Командующий Западным фронтом надеялся, что, имея «против правого фланга польской основной группировки не менее 14… стрелковых дивизий и 3-й конный корпус» и учитывая «моральное превосходство», можно рассчитывать на победу. Он пренебрег данными разведки. Еще 10 августа в руки бойцов Первой конной попал приказ командования 3-й польской армии от 8 августа, где ставилась задача на отход для сосредоточения в районе Вепша. Тухачевский и главком сочли приказ дезинформацией. Дело в том, что с целью прикрыть отход 1-я и 3-я дивизия легионеров атаковали и потеснили соединения 12-й армии. Поэтому командование Юго-Западного фронта решило, что перечисленные в приказе дивизии все еще на прежних позициях и перегруппировываться не собираются. Тухачевский и Каменев поверили Егорову и Сталину. Вплоть до начала польского контрнаступления Западный фронт так и не смог вскрыть сосредоточение ударной группировки противника. Командующий фронтом пребывал в уверенности, что почти вся польская армия сконцентрирована в Варшаве и к северу от нее. Он продолжал осуществлять свой замысел. Между тем 14 августа перешла в контрнаступление 5-я польская армия, и одно происшествие, вызванное этим контрнаступлением, оказалось, по мнению Тухачевского, роковым для исхода всего Варшавского сражения: «Полевой штаб 4-й армии, перешедший при наступлении в город Цеханов, был неожиданно атакован прорвавшимися между 4-й и 15-й армиями мелкими частями противника и должен был поспешно сняться и уехать на Запад к своим частям. Таким актом нарушалась связь между штабом фронта и 4-й армией, которая больше не восстанавливалась вплоть до начала нашего отступления, что, конечно, произошло благодаря полному отсутствию в нашем распоряжении каких бы то ни было средств стратегической связи».
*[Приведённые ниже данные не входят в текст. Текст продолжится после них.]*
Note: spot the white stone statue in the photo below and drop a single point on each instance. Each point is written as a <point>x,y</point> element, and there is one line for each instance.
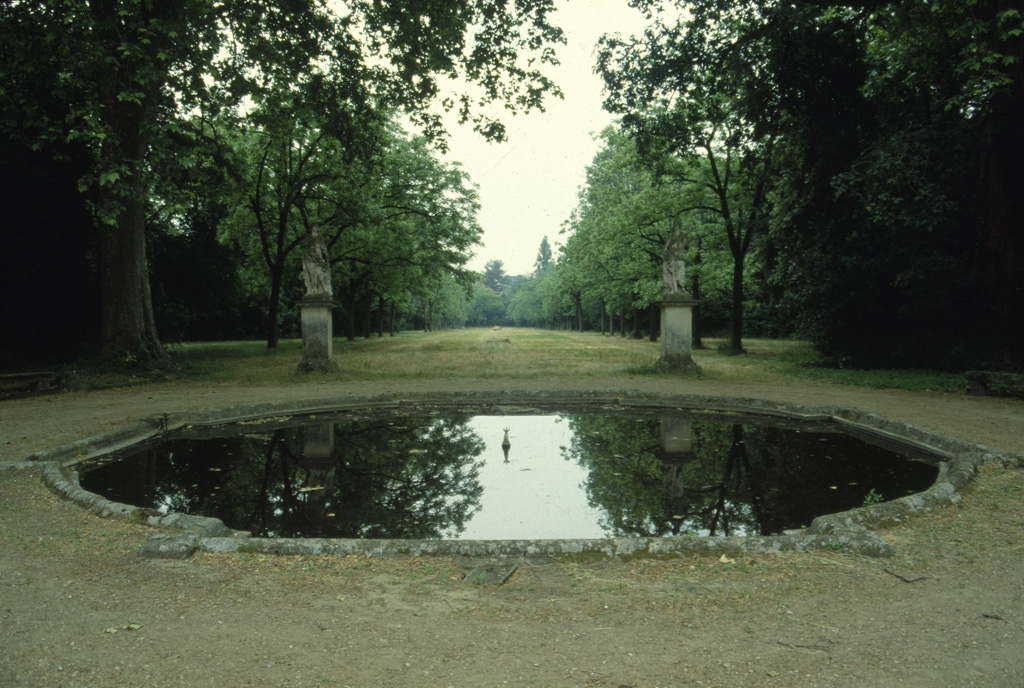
<point>674,266</point>
<point>316,266</point>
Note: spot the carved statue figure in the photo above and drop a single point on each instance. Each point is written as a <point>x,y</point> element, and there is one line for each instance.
<point>315,266</point>
<point>674,269</point>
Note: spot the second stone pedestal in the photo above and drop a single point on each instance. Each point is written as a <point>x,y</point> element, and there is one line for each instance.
<point>317,336</point>
<point>677,334</point>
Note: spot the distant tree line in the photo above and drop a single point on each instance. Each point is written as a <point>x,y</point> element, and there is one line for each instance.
<point>847,172</point>
<point>164,162</point>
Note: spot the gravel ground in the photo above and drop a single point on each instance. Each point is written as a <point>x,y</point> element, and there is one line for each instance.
<point>80,608</point>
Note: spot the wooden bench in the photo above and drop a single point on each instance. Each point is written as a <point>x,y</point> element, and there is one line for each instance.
<point>979,383</point>
<point>15,384</point>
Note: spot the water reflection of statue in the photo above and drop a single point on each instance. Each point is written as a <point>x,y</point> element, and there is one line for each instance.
<point>315,266</point>
<point>674,267</point>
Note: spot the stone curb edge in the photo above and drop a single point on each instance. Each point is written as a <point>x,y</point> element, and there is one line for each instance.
<point>848,531</point>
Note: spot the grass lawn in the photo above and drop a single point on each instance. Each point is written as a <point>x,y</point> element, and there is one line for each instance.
<point>507,353</point>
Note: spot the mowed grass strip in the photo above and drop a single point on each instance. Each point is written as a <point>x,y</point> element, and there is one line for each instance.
<point>511,353</point>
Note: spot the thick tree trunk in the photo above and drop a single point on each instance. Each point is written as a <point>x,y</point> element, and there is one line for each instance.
<point>127,328</point>
<point>1005,227</point>
<point>697,343</point>
<point>273,311</point>
<point>736,318</point>
<point>350,313</point>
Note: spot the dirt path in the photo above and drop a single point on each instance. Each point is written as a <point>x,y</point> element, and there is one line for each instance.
<point>80,608</point>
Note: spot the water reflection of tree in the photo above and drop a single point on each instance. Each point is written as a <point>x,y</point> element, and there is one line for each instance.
<point>408,477</point>
<point>738,479</point>
<point>628,477</point>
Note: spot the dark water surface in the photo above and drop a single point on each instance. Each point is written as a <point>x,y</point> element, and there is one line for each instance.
<point>376,474</point>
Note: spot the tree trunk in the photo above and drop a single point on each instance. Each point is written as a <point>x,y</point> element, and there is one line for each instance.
<point>1004,231</point>
<point>697,343</point>
<point>273,311</point>
<point>368,313</point>
<point>736,317</point>
<point>350,313</point>
<point>127,328</point>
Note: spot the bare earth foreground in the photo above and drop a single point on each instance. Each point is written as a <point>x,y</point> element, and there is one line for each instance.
<point>78,607</point>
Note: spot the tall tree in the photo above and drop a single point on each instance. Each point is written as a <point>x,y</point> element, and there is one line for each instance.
<point>125,70</point>
<point>682,90</point>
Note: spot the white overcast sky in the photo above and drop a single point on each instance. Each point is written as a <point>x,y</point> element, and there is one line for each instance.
<point>528,184</point>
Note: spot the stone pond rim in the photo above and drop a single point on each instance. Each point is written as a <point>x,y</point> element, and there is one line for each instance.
<point>853,530</point>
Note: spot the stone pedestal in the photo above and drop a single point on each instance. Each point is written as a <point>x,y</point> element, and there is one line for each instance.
<point>677,334</point>
<point>317,336</point>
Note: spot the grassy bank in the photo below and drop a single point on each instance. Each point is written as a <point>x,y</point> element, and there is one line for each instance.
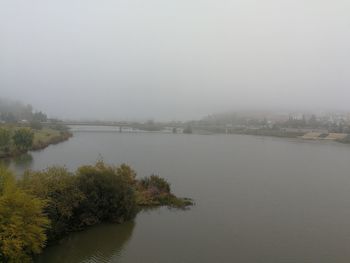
<point>44,206</point>
<point>40,139</point>
<point>48,136</point>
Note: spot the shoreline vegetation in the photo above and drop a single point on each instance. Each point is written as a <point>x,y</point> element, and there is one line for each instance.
<point>43,207</point>
<point>18,139</point>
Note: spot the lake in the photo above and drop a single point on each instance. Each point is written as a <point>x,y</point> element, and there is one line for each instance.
<point>258,199</point>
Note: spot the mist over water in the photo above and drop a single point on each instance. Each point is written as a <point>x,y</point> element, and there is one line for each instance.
<point>264,200</point>
<point>175,60</point>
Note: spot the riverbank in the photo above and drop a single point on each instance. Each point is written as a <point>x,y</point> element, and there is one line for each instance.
<point>337,137</point>
<point>41,139</point>
<point>43,207</point>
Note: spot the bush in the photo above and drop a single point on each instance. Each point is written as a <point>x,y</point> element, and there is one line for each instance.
<point>59,188</point>
<point>22,222</point>
<point>109,195</point>
<point>23,139</point>
<point>155,183</point>
<point>36,125</point>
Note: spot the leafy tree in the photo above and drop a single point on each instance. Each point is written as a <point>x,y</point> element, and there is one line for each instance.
<point>59,188</point>
<point>36,125</point>
<point>22,222</point>
<point>23,139</point>
<point>5,138</point>
<point>39,117</point>
<point>109,196</point>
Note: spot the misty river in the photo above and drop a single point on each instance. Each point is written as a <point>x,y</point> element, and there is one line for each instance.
<point>258,199</point>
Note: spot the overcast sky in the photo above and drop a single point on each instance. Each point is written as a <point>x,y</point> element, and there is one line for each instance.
<point>177,59</point>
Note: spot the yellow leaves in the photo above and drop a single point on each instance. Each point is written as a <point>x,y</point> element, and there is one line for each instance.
<point>22,222</point>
Тухачевский думал, что войска Сикорского окажутся легкой добычей: «5-я армия, слабейшая по числу единиц и слабейшая духом, перешла в наступление против нашей 15-й и 3-й армий, когда над ее оголенным левым флангом нависли самые свежие, самые боеспособные наши части 4-й армии. Радость этого события для фронтового командования была чрезвычайно велика, и оно отдало приказ 15-й и 3-й армиям на всем фронте встретить наступление противника решительным контрударом и отбросить его за реку Вкра; 4-й армии, оставив заслон в торнском направлении, всеми своими силами атаковать перешедшего в наступление противника во фланг и тыл в новогеоргиевском (модлинском. — Б. С.) направлении из района Рационж — Дробин». Казалось, гибель 5-й армии противника являлась неминуемой, и уничтожение ее «повлекло бы самые решительные последствия в дальнейшем ходе всех наших операций». Но прекраснодушные мечтания командзапа опять, как уже не раз бывало в его боевой практике, разбились о всемогущее «вдруг». Тухачевский так объяснил постигшую его неудачу: «…Полякам повезло. Наша 4-я армия, где новый командарм (в начале августа, за несколько дней до последнего наступления на Варшаву, Е. Н. Сергеева сменил начальник штаба А. Д. Шуваев. — Б. С.) потерял связь со Штабом фронта, не отдавала себе ясного отчета в складывающейся обстановке. Не получая приказов фронта, она выставила в районе Рационж— Дробин какой-то бесформенный полузаслон и разбросала свои главные силы на участке Влоцлавск — Плоцк. 5-я армия противника оказалась спасенной и, совершенно безнаказанно, имея на фланге и в тылу у себя нашу мощную армию из четырех стрелковых и двух кавалерийских дивизий, продолжала наступление против 3-й и 15-й армий».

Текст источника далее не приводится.